Nakamura vs Stockfish, public match 8/23

lkaufman · Post by **lkaufman** » Thu Aug 28, 2014 12:09 am

There is one important point that I think everyone commenting here has overlooked. Engine vs. engine rating lists (except maybe SSDF) are almost all done using some set of opening positions that are fairly representative of human play (maybe GM play, maybe not). But if a GM is playing an engine (without a sufficient handicap) and getting paid per point scored, he will presumably play for a draw in every game and choose the most drawish move possible at every point in the opening. Of course the engine bookmaker can do the opposite, but it is much easier to head for a draw than to avoid one without making clearly inferior moves. Probably the GM will rarely achieve a draw with Black, but with White it might be possible to achieve drawish positions most of the time. So even if the rating difference based on engine vs engine testing is 800 elo, meaning a 1% expected score for the GM, I think it is highly likely that he will be able to draw far more than 2 out of 100 games, of which he will have fifty chances with White.
The only actual data we have on this is the White plus draw odds handicap match of Rybka (I think close to Rybka 3) vs.
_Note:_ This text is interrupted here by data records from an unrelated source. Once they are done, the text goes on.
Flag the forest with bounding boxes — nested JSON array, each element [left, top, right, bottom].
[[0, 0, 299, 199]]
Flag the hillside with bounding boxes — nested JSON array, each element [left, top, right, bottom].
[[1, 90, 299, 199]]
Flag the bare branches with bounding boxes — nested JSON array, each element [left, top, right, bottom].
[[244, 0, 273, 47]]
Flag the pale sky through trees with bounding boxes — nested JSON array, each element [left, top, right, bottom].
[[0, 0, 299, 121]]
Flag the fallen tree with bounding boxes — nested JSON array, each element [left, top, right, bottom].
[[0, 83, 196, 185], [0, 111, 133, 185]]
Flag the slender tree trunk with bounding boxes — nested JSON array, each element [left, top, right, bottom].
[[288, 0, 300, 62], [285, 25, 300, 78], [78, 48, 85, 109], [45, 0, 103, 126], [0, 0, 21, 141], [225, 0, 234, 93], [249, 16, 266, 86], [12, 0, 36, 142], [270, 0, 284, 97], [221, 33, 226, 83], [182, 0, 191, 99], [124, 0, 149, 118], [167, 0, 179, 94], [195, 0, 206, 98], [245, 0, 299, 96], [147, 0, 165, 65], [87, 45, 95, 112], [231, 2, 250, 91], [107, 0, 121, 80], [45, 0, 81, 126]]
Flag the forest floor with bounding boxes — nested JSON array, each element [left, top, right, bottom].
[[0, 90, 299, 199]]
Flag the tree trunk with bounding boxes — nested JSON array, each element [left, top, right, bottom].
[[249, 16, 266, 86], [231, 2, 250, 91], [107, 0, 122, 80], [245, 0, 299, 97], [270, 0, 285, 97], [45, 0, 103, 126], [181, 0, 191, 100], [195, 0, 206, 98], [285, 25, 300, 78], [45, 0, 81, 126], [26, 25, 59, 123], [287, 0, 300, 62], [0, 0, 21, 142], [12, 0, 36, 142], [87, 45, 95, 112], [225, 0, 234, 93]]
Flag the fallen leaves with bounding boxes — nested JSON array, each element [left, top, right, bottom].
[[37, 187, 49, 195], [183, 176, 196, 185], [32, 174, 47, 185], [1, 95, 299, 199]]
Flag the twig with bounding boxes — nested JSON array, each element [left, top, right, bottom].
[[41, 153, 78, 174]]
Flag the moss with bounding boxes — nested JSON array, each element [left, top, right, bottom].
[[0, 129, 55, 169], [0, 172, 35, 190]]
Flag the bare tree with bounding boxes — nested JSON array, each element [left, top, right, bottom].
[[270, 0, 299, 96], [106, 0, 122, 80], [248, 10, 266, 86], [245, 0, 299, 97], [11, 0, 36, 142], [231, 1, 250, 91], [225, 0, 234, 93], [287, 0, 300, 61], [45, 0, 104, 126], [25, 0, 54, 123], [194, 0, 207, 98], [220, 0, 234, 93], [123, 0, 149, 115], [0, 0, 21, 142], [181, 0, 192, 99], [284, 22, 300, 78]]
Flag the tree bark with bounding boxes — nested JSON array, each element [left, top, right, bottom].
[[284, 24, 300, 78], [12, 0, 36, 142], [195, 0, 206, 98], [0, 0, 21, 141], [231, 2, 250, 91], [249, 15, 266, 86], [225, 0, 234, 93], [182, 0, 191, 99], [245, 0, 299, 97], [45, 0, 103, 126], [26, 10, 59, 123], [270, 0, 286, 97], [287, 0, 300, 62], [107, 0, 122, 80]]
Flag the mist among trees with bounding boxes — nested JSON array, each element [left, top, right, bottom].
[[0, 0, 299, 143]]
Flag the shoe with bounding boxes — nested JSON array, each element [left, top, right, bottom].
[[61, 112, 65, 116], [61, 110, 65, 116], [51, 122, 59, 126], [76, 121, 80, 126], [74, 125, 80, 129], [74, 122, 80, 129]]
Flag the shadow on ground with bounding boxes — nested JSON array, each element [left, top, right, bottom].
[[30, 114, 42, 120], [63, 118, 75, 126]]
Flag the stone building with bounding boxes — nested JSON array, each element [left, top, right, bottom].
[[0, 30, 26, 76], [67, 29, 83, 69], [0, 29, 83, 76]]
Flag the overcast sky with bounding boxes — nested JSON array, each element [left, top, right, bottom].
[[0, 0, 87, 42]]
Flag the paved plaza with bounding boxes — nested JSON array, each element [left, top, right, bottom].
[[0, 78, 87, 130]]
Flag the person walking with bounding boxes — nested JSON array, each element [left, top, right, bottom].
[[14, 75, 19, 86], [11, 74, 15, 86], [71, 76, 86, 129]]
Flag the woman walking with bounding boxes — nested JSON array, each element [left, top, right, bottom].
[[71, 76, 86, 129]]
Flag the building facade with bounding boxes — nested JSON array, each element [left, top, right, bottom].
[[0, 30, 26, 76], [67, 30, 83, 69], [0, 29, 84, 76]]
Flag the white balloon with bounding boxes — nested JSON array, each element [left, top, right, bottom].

GM Joel Benjamin. He achieved just two draws in eight games. Assuming that he would have achieved one draw in another eight games as Black, his score would have been a bit under 10%, implying a rating gap of 400. These games were played on a quad (could have been 8 core, although I think not) with a very well optimized book for the purpose of avoiding draws, and some engine code with that goal as well. I think Joel was 2570 at the time, so a good estimate for Rybka 3 on a quad might be 2970.
In general over the years I've found that reducing engine vs. engine elo differences by 25% gives good predictions of results vs. humans.

syzygy · Post by **syzygy** » Thu Aug 28, 2014 12:33 am

lkaufman wrote:There is one important point that I think everyone commenting here has overlooked.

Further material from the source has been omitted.